How to protect yourself? Easy: sit it out. At least until we know better which outcome is likeliest. If you’re pathologically optimistic, put some long calls on SPY, but otherwise keep your powder dry. Strategic wait-and-see.
Then, going forward, if a recession starts or if something breaks in financial markets, expect both stocks and Bitcoin to drop further, perhaps dramatically. I’d guess this is most likely, near-term, and will eventually offer a helluva buying opportunity assuming they don’t terminally break the world.
On the other hand, if inflation moderates without a crash or breakage, then expect that boom right now: a recovery in both stocks and Bitcoin, perhaps dramatically so. So buy those long options.

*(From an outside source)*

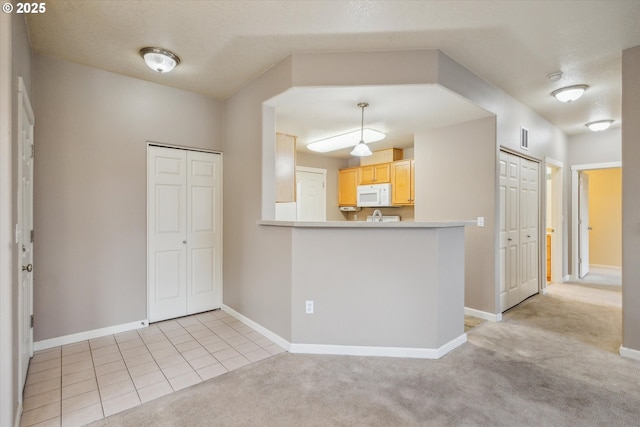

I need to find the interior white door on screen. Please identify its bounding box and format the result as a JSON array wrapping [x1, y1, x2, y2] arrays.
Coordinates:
[[296, 168, 327, 221], [147, 146, 187, 322], [498, 151, 539, 311], [186, 151, 222, 314], [16, 79, 35, 396], [578, 172, 590, 278]]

Of course, if you believe Bitcoin will win — that fiat is doomed and that Bitcoin beats gold — then it really doesn’t matter: the perfect strategy is to do precisely nothing. Dollar-cost-average (DCA), buying little by little, gobbling up those precious Bitcoins at whatever discount the market’s gifting you. Then, with steely resolve, kick back and do absolutely nothing — DCA and Chill.